UPDATED. Leading a data science panel at GigaOM’s Structure Big Data conference, Joyent Founder and Chief Scientist Jason Hoffman redefined the concept of big data. Speaking with bit.ly Chief Scientist Hilary Mason, Cloudscale Founder and CEO Bill McColl, Fluidinfo Founder and CEO Terry Jones, and nPario President and CEO Bassel Ojjeh, he discussed what it means to be a practitioner dealing with big data and the unique systems needed to do that.
Hoffman broke big data down into its components, with the most generic economic good being the bit, the service as the delivery of bits, and the service delivery time as latency
The three components of big data are:
- space, which is often why the word big is put in front
Mason described bit.ly’s data as being as small as a single link, yet also at terabyte-scale as the company crawls every link people share and click on through bit.ly. However, she doesn’t consider the volume to necessarily be “big data.”
Hoffman noted that “big” doesn’t have to mean size, and Ojjeh added that the size of the data is unimportant if you can’t access it; the future of big data is in the context of response time: Is the analysis going to take three days or three minutes? “Big” is really about accessibility: Do you need a scientist to access or can a business user access it? At the largest scale, most companies are dealing with petabyte-size data stores, but the big part is really the access time and the desire is to move into real-time access of that data.
McColl feels we’re at the point where there’s going to be a big shift in data science. Until now, he said, it’s been about running offline using things like MapReduce tools, 90 percent of data warehouse users want a world in which they use real-time analytics of the data. Within seconds, they want to see the opportunities and trends, so they can take action right at that moment.

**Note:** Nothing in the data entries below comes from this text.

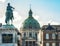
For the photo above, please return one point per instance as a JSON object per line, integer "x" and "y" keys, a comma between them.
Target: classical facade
{"x": 50, "y": 35}
{"x": 30, "y": 31}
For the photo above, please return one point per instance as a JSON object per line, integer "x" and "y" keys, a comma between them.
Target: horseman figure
{"x": 9, "y": 14}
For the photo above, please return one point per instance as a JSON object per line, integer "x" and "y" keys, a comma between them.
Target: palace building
{"x": 30, "y": 31}
{"x": 50, "y": 35}
{"x": 9, "y": 35}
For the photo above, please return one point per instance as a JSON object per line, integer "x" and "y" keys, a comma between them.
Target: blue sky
{"x": 44, "y": 11}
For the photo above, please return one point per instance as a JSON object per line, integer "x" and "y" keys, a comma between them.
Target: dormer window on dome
{"x": 30, "y": 13}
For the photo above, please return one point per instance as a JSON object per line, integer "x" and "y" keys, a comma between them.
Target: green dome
{"x": 30, "y": 22}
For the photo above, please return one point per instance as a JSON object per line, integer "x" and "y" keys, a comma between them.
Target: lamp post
{"x": 56, "y": 37}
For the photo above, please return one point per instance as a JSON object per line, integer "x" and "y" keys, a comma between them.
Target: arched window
{"x": 47, "y": 36}
{"x": 53, "y": 36}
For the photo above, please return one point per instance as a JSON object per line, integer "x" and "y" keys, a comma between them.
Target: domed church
{"x": 30, "y": 31}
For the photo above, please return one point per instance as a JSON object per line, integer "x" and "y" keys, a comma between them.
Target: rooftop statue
{"x": 9, "y": 14}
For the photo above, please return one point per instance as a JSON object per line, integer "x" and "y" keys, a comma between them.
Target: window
{"x": 59, "y": 44}
{"x": 30, "y": 34}
{"x": 7, "y": 38}
{"x": 47, "y": 44}
{"x": 53, "y": 44}
{"x": 47, "y": 36}
{"x": 24, "y": 34}
{"x": 53, "y": 36}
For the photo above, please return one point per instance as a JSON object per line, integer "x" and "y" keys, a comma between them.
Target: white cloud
{"x": 2, "y": 1}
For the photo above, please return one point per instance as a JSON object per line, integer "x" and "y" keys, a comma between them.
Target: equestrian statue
{"x": 9, "y": 14}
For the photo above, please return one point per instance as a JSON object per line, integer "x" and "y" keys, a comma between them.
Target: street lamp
{"x": 56, "y": 36}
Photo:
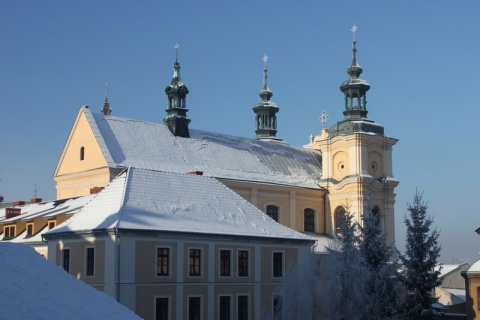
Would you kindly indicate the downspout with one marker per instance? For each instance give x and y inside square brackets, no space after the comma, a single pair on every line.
[117,254]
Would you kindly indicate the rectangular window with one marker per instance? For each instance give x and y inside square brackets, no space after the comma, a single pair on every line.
[162,309]
[277,264]
[90,262]
[195,260]
[277,307]
[30,229]
[9,232]
[224,304]
[194,308]
[478,298]
[242,263]
[66,260]
[225,263]
[163,257]
[242,308]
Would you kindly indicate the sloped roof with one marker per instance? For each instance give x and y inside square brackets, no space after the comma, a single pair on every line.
[33,288]
[127,142]
[142,199]
[47,209]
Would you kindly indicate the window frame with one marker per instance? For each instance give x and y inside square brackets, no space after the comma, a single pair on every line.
[247,275]
[169,262]
[279,210]
[51,222]
[200,306]
[230,306]
[30,225]
[87,264]
[305,220]
[200,260]
[247,296]
[221,268]
[282,264]
[337,228]
[69,258]
[169,305]
[277,309]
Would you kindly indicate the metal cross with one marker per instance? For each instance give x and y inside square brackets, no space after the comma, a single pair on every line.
[323,118]
[354,30]
[176,51]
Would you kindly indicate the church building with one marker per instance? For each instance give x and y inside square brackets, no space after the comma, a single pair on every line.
[167,218]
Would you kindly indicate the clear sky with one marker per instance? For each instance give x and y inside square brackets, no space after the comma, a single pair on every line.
[418,56]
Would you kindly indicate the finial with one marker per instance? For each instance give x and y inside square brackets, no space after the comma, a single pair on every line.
[354,30]
[323,118]
[176,51]
[265,76]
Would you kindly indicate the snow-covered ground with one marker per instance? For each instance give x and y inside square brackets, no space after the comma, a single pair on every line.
[33,288]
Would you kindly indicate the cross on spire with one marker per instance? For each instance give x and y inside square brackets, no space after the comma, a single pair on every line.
[176,51]
[354,31]
[323,118]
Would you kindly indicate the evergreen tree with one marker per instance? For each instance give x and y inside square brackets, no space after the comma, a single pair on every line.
[344,288]
[421,253]
[382,286]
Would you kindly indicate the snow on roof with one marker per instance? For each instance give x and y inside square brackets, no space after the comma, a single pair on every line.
[475,267]
[142,199]
[48,209]
[446,268]
[127,142]
[33,288]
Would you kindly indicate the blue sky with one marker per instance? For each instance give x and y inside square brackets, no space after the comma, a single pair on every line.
[418,56]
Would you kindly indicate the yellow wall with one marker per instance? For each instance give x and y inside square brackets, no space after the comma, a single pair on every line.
[74,176]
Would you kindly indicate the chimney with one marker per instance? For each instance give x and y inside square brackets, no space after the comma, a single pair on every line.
[196,173]
[95,190]
[35,200]
[12,212]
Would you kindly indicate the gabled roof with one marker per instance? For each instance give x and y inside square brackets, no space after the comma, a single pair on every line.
[47,209]
[148,200]
[127,142]
[33,288]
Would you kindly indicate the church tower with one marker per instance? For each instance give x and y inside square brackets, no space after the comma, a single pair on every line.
[266,110]
[356,159]
[176,119]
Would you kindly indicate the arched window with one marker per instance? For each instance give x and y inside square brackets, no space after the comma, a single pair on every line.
[340,218]
[82,153]
[308,220]
[272,212]
[376,214]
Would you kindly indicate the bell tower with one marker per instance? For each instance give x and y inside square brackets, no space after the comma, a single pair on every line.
[176,119]
[356,158]
[266,111]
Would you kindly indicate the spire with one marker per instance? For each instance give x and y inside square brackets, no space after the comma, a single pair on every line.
[266,110]
[355,89]
[106,105]
[176,119]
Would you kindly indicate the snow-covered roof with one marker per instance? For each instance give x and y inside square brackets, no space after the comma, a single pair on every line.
[127,142]
[33,288]
[47,209]
[475,267]
[141,199]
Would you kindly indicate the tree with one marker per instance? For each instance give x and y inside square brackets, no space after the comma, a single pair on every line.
[382,286]
[421,253]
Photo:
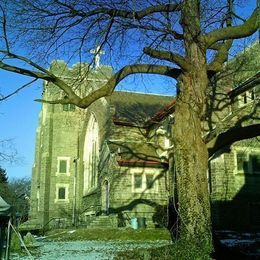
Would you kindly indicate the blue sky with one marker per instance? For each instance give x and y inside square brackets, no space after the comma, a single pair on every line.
[19,114]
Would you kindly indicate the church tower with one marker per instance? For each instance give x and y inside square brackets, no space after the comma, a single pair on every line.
[53,196]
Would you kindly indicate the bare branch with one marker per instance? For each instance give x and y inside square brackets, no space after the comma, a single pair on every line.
[221,57]
[26,72]
[4,29]
[108,88]
[17,90]
[128,14]
[231,136]
[169,56]
[234,32]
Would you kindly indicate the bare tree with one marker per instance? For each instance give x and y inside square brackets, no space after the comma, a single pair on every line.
[185,40]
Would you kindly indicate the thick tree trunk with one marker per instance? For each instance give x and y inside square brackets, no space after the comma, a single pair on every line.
[191,157]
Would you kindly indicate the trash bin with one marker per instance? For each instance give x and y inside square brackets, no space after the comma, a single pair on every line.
[134,223]
[141,222]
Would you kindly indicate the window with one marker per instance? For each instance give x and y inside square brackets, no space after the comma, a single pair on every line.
[144,182]
[149,181]
[255,162]
[248,162]
[63,165]
[62,192]
[68,107]
[138,181]
[91,155]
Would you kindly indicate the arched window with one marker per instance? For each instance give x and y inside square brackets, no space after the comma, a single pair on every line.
[91,155]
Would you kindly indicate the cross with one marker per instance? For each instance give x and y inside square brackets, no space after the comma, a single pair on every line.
[97,53]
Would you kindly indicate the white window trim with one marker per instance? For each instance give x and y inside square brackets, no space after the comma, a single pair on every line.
[63,158]
[62,185]
[144,172]
[247,151]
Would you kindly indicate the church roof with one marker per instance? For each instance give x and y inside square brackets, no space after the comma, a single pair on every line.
[137,108]
[136,153]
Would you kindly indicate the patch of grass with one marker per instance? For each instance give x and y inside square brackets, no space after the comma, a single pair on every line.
[108,234]
[175,251]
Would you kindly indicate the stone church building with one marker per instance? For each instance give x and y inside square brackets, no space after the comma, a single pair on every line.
[106,160]
[109,163]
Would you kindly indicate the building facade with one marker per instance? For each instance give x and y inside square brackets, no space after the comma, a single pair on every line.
[99,161]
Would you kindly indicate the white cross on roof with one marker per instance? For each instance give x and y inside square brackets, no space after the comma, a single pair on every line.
[97,53]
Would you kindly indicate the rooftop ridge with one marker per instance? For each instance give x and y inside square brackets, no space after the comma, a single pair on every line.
[142,93]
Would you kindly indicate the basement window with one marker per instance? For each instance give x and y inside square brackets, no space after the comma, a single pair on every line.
[68,107]
[144,182]
[248,162]
[62,192]
[63,165]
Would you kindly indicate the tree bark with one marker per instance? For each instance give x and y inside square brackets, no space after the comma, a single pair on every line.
[191,156]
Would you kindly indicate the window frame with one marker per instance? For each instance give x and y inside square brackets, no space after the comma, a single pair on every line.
[144,187]
[63,158]
[68,107]
[58,187]
[248,154]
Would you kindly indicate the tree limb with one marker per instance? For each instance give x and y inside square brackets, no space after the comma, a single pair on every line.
[220,57]
[232,135]
[234,32]
[169,56]
[128,14]
[108,88]
[17,90]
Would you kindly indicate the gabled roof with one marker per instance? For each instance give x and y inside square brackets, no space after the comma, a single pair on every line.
[136,153]
[136,108]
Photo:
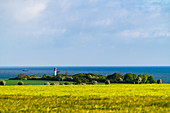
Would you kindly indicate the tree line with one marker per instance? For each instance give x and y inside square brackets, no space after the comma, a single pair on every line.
[91,77]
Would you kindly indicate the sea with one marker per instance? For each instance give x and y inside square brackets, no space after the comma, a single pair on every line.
[158,72]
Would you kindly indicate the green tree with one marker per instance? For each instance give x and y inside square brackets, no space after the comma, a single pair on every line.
[128,77]
[114,77]
[151,79]
[145,78]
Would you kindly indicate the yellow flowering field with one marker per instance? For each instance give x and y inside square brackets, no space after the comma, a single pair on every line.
[86,98]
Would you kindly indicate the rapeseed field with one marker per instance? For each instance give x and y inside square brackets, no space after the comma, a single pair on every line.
[86,98]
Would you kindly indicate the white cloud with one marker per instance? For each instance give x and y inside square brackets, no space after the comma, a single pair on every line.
[24,10]
[143,34]
[104,22]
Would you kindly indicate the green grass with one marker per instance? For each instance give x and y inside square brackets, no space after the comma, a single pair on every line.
[38,82]
[134,98]
[31,82]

The next-gen platforms handle big data and fast data: in-memory, always-on, continuous, incremental access.
McColl asked where all this data is coming from, to which Jones replied, “[P]ublishing is trying to find a way to publish all these different types of information and make APIs out of it, along with biological/medical data … it’s diverse.”
With data science, the moment of change has arrived, and companies that will succeed will be the ones that develop tools to enable that real-time data.
Ed. The original version of this article omitted Terry Jones.